Der klagende Wettanbieter trage seinen Konkurrenzkampf "auf dem Rücken von Hartz-IV-Betroffenen aus", betonte der Sprecher des Erwerbslosenforums. "Wenn man solche Entscheidungen weiterdenkt, muss es dazu kommen, dass man nur noch Gutscheine ausgibt und unterstellt, die Hartz-IV-Empfänger könnten grundsätzlich nicht mit Geld umgehen." Zudem seien nicht die Lottogesellschaften, von denen Westlotto die größte in Deutschland ist, sondern die illegalen Anbieter das Problem.

Auch mache es keinen Sinn, etwas in einem Bundesland zu unterbinden und in den 15 anderen nicht. "Der Richter muss sich schon fragen lassen, was er für ein Weltbild hat - das scheint mir doch sehr von Herrn Sarrazin beeinflusst, nach dem Hartz-IV-Empfänger ihr Geld verzocken und versaufen."

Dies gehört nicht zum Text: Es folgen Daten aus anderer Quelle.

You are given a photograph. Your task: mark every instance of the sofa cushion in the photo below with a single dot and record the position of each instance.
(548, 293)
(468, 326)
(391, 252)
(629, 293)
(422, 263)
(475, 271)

Auch die Länder reagierten erstaunt auf das jüngste Urteil des Kölner Landgerichts. "Ich nehme mit Erstaunen zur Kenntnis, dass andere Gerichte gelegentlich zu völlig anderen Ergebnissen kommen", sagte der Regierungschef von Sachsen-Anhalt, Wolfgang Böhmer (CDU). Der rheinland-pfälzische Ministerpräsient Kurt Beck (SPD) sagte zu der einstweiligen Verfügung, eine Frage sei die mögliche Kontrolle. Man könne bei der Abgabe eines Lottoscheins schwerlich jedes Mal fragen, ob derjenige Hartz-IV-Empfänger sei. Er denke auch, dass allein die engen Finanzmittel von Hartz-IV-Empfängern schon dafür sorgten, dass für Sportwetten nicht erhebliche Summen ausgegeben werden, sagte Beck.

Westlotto kündigte an, "unverzüglich" Widerspruch gegen die einstweilige Verfügung einzulegen.